12 時間は良悪の二進法 螺旋に2周目なし
二歩の反則でもないだろうが、2度目の覇権を手にする国等がないのはなぜだろう。一度衰退したものは二度と頂点には立たない。役が同じでも役者は常に異なる。今後中国が覇権を握るならば、古代中国(特に漢民族)は覇権を手にしておらず、今回が初めてになるのではないか。しかしタイミング悪く、丁度覇権を取れる筈の頃に深刻な高齢化(率以上に数が問題となる高齢化)に見舞われることから、中国に覇権が移ることはなさそうだ。それはやはり2回目になってしまうからなのかもしれない。
人類全体で見れば、まだ1回目の人口爆発が佳境に達したところだ。2度目の人口ボーナスは誰も経験したことがない。一度没落すると2度目の大増殖は難しい。だからこそ、持続可能性という理想よりも、明日を差し出そうが持続可能性を犠牲にしようが、どこまでも高く飛び続けたいと思ってしまうのだ。
パンドラの箱の最後に残った希望よろしく、ホモサピエンスは最後にアフリカを出たが、その行程は、進化の境目をきれいに拭い去るものとなった。猿人から原人、原人から旧人、旧人から新人など進化の境目には、進化の量子論とでも言うべきミッシングリンクがある。(新時代は、量子的な遷移のように不連続である。)何らかのボトルネックによる隘路だったのかもしれないが、時間は所々で狭くなってしまう。制限的な狭さだ。そこでは全てが接近するので、種々の限界も革命も細分化も同時期に重なる。
取って代わられた古い種族の滅びと、新しい種族の発生とはほとんど同時のように見えて、並列的に重なり合っている期間がまるでないように思える。繁栄の両端は飴細工のように絞られる。繁栄とは、時間のレンズで拡大されたイメージに過ぎないのかもしれない。

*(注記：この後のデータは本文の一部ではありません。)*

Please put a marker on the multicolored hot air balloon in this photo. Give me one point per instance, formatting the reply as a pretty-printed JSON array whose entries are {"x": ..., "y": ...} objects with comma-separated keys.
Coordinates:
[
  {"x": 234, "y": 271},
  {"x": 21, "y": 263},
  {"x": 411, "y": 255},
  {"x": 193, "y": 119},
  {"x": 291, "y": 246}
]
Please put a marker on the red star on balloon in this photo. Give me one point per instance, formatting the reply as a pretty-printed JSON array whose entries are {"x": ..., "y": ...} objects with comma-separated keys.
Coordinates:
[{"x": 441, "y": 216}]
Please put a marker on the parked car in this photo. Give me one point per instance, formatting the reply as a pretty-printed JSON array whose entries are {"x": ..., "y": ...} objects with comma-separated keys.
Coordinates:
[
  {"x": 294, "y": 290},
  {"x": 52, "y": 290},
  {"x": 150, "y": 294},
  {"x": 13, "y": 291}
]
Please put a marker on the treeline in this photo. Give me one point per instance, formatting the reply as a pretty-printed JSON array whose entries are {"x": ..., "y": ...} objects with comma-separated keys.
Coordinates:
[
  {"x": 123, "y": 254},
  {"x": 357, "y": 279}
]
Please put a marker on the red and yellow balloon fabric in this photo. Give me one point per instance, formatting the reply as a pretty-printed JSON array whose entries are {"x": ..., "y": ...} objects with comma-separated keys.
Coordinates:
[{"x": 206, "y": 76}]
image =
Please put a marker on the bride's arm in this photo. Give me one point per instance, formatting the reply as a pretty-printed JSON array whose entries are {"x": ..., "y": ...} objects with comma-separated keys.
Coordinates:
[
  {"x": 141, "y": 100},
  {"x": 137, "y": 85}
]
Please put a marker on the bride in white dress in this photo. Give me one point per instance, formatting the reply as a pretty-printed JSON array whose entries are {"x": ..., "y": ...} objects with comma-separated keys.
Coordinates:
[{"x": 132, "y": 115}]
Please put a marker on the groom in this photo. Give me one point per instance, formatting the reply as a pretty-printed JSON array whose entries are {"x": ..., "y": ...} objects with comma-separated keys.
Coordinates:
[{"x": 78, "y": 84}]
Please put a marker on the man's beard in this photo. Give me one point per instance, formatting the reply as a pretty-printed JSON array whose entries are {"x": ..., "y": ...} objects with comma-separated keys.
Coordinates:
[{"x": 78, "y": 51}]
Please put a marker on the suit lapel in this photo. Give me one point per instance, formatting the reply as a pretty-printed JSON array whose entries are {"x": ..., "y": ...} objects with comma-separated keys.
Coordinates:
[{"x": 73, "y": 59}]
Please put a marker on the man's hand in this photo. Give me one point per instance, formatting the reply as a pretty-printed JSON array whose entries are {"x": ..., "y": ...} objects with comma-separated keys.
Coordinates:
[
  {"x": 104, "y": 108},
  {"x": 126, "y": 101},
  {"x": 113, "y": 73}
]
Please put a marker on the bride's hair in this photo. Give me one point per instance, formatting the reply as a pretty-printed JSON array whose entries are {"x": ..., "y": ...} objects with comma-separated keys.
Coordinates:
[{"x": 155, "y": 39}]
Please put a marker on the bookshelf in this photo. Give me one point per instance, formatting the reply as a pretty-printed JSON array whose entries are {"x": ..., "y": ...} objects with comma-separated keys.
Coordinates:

先進国の総中流的な繁栄は、途上国の人口爆発なしにはありえなかった。格差のデジタルはもつれている(エンタングルメント)。それは、市場としての途上国の人口が必要であったとか、資源の搾取だとかの理由付けは何でも良いが、両者にどのような関連があろうとなかろうと、1日1ドル以下で生きるような何億、何十億もの人々の存在と先進国の繁栄は同時だった。そして、新興国の隆盛と共に先進国の総中流は消滅した。パイを得ることで人口爆発(陸の赤潮)は起こる。医療や福祉がもたらす訳ではない。それらは原因ではあっても理由とはならない。
時間は革命を育てるが、それ自体は避けられない。これまでは概ね所有に関する分筆方向の革命であったが、分割(私有)か共有(私有禁止)かの違いに過ぎず、組み合わせのパターンはさほど多くない。今後も何らかの革命が必要になるとすれば、良い悪いに関わらずどこかを変えなければならないのだとすれば、次は合筆方向の革命にせざるを得ないのではないか。AI革命は、所有権の括りをどのように変えるだろう。
進化とは、生き永らえることでも生き返らせることでもなく、改変して違うものに置き換えることでしかない。共産主義と同様に資本主義も再生することはないだろう。その次の何かがなければならない。共産主義の失敗は、神の手を払いのけるべきではなかったということ、少なくとも神の利き手は自由であったということに気づかせたが、資本主義の失敗は、適当な所で見えざる手を離さない限り、いつか枠外へ連れ出されてしまうということに気づかせるだろう。公共も市場も、強制性と任意性という受け取り方の違いはあるにせよ、どちらも恣意的な取り決めであることに違いはない。人類と地球との間のミスマッチという意味では大差ないのだ。
時間は、全く同じではないが、少しだけ位相を変えた繰り返しによる蠕動運動だ。それは、少しずつズラしながら汚れを拭き取って行く雑巾に似ている。バケツをこぼしたように広がる空間(の可能性)を拭き取っているのだ。命が寄生虫であるとすれば、進化とは最終宿主を探す旅に過ぎない。